Abstract

Background Diet macronutrient heterogeneity hinders animal studies’ data extrapolation from metabolic disorders to human diseases. Objective The present study aimed to evaluate different fat-diet compositions’ effect on inducing lipid/glucose metabolism alterations in mice. Methods Swiss male mice were fed for 12 weeks with five different diets: Standard Diet (ST), American Institute of Nutrition 93 for growth (AIN93G) high-butter/high-sugar (HBHS), high-lard/high-sugar (HLHS), and high-oil/high-sugar diet (soybean oil) (HOHS). Several parameters, such as serum biochemistry, histology, and liver mRNA expression, were accessed.

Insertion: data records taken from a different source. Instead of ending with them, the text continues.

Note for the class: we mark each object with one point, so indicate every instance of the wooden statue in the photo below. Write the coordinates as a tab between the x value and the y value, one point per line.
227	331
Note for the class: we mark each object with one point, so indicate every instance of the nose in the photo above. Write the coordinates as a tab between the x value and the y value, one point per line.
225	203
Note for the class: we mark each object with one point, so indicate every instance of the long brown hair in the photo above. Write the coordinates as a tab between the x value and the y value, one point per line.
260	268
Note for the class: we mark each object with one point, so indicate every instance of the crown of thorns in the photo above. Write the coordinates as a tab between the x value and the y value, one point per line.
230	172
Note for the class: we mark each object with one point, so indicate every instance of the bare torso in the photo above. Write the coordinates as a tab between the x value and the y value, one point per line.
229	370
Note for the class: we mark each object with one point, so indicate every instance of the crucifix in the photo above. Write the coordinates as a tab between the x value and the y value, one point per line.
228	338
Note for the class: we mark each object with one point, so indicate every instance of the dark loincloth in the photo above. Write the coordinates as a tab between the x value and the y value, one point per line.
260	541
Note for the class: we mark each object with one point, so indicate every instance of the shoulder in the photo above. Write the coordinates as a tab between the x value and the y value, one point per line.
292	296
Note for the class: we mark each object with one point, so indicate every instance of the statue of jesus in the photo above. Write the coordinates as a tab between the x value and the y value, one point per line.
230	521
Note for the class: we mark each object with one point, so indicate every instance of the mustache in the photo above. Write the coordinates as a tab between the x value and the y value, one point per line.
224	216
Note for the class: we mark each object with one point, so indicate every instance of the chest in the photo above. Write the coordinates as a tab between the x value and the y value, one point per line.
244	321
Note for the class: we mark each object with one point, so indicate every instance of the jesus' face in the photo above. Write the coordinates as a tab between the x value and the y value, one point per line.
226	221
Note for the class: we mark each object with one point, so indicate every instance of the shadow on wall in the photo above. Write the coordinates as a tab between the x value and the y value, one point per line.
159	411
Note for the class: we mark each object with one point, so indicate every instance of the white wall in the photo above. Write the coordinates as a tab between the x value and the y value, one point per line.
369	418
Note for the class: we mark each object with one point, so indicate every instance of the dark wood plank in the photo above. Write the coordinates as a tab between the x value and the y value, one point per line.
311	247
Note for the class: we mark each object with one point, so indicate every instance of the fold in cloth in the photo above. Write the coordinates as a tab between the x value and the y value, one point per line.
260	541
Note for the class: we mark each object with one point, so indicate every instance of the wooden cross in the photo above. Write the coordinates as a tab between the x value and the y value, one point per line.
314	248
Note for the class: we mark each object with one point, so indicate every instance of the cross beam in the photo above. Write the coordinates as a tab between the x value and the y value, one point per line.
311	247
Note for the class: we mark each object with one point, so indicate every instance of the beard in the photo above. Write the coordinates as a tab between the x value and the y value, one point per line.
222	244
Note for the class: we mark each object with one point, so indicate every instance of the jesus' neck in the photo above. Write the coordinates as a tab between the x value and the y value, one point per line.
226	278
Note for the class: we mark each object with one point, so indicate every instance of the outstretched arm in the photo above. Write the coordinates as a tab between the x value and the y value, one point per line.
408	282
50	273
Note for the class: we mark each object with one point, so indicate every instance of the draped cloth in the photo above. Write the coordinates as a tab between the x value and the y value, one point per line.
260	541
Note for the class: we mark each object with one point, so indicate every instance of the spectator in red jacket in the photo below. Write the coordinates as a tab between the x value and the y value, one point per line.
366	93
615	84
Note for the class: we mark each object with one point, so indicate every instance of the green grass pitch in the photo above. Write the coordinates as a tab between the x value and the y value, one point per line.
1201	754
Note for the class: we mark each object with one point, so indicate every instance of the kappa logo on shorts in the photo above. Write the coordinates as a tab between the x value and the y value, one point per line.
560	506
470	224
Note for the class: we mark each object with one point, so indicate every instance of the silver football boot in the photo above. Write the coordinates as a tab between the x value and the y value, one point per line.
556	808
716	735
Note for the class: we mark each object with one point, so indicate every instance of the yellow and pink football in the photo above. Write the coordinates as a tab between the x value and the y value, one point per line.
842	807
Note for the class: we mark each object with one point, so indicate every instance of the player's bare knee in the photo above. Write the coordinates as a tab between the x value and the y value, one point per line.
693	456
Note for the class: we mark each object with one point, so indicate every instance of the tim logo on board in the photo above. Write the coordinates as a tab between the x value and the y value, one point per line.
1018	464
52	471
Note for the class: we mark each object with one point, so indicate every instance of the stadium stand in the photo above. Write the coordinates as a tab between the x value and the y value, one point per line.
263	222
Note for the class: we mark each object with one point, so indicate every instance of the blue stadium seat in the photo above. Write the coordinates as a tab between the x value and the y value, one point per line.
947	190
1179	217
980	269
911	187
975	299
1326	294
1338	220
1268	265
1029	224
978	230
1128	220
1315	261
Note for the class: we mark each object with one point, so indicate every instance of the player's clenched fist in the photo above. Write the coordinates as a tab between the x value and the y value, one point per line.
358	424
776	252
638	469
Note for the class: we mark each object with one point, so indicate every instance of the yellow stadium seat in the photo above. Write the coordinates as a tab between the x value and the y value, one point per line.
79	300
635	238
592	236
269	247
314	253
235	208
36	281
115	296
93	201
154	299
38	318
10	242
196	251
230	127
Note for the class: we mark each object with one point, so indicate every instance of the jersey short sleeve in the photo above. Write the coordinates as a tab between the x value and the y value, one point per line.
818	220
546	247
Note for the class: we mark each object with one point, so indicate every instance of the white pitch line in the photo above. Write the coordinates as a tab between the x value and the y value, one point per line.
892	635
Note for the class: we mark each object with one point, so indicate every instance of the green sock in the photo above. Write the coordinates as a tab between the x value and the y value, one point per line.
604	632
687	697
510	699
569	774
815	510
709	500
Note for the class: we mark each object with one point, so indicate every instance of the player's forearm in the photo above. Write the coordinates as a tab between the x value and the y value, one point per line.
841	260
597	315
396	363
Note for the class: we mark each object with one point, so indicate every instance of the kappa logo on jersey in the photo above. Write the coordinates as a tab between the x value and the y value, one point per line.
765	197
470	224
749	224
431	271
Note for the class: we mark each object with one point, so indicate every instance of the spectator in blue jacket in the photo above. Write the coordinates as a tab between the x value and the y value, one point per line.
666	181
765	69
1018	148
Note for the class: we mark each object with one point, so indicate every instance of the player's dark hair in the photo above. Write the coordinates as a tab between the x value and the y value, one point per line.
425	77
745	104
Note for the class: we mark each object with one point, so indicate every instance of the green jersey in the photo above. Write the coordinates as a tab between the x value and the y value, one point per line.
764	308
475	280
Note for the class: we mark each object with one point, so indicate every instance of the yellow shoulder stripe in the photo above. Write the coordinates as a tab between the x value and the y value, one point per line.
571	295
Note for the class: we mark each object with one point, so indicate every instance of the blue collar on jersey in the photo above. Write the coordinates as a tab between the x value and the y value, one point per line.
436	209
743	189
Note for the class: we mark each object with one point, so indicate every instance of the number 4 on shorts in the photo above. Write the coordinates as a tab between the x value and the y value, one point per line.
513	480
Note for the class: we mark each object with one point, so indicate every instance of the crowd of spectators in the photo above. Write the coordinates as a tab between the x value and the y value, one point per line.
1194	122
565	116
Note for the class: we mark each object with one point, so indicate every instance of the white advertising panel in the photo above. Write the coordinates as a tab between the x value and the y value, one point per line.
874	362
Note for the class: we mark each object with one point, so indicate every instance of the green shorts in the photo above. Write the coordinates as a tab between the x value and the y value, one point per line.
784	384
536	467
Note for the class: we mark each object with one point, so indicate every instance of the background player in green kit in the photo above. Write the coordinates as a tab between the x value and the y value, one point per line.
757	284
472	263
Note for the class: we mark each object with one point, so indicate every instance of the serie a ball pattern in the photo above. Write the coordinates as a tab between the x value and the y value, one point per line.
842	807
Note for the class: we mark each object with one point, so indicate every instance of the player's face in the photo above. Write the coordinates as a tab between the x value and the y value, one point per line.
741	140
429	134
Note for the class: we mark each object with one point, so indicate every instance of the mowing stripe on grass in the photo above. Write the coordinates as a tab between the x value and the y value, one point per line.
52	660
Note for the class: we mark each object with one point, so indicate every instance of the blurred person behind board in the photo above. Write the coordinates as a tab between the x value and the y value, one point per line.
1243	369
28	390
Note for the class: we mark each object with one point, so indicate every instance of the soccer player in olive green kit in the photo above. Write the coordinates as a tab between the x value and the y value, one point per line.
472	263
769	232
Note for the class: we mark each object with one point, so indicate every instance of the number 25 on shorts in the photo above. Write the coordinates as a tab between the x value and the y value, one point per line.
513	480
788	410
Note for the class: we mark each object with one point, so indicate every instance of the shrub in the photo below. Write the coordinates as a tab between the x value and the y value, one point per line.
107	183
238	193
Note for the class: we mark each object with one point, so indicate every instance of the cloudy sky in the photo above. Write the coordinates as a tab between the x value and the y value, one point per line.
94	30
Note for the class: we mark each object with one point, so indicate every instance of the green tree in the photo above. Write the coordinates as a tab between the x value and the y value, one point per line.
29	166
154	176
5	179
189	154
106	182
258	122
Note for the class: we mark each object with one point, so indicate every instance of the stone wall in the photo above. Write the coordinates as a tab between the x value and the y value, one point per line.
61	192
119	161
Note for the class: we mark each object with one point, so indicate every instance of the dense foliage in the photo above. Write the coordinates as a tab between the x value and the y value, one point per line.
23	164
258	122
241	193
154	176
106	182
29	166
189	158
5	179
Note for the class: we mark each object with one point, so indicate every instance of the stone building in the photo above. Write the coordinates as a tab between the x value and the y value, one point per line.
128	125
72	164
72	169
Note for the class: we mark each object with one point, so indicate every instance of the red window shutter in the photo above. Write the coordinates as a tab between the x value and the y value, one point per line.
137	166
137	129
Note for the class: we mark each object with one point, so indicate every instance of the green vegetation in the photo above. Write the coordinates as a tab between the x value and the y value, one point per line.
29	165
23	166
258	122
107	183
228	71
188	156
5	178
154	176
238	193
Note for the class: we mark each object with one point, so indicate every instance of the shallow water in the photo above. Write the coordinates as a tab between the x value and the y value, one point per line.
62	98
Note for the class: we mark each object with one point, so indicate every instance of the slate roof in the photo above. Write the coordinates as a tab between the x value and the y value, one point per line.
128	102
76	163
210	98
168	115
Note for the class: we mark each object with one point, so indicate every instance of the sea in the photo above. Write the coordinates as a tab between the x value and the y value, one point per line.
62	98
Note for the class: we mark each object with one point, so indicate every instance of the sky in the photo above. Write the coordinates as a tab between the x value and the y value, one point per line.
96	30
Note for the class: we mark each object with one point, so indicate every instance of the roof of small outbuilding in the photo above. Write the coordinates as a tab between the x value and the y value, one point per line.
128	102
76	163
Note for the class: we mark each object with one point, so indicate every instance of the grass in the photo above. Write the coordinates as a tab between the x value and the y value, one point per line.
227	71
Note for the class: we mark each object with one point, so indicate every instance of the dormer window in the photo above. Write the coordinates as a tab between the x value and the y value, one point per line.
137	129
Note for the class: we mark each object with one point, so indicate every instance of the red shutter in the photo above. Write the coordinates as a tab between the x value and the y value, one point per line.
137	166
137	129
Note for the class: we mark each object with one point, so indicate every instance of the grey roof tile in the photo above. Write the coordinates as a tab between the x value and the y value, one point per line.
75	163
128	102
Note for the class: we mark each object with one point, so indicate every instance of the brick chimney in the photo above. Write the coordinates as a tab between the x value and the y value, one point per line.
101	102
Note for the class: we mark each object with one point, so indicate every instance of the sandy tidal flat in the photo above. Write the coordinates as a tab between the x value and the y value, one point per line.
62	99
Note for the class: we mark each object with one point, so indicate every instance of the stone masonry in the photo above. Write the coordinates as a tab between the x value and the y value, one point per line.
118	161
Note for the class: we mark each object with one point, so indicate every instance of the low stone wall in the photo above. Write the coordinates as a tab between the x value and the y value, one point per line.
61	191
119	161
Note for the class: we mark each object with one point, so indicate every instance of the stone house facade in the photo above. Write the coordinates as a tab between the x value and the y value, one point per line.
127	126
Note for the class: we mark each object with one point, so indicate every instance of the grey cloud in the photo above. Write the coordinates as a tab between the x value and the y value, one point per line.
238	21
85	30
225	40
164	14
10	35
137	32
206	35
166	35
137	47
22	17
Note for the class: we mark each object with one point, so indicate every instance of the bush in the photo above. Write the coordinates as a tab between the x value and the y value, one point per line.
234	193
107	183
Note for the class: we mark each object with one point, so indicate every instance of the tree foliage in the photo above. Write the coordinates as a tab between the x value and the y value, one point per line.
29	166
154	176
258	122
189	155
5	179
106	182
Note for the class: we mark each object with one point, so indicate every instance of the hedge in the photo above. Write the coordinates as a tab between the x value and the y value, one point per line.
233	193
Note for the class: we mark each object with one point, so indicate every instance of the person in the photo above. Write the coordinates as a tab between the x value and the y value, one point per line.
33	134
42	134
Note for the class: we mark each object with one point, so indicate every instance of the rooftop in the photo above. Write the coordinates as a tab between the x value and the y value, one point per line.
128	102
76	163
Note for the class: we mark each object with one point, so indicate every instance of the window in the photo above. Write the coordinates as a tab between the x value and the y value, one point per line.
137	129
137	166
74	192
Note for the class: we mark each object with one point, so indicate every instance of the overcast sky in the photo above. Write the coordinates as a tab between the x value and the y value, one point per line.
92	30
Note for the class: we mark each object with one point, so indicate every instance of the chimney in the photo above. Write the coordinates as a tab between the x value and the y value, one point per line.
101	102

Results The main findings revealed that the HLHS diet dramatically altered liver metabolism inducing hepatic steatosis and increased total cholesterol, triglycerides, VLDL, increasing liver CCAAT/enhancer binding protein (CEBP-α), Acetyl-CoA carboxylase (ACC) and Catalase (CAT) mRNA expression. Moreover, the HLHS diet increased glucose intolerance and reduced insulin sensitivity. Conclusions High-fat/high-sugar diets are efficient to induce obesity and metabolic syndrome-associated alterations, and diets enriched with lard and sugar showed more effective results.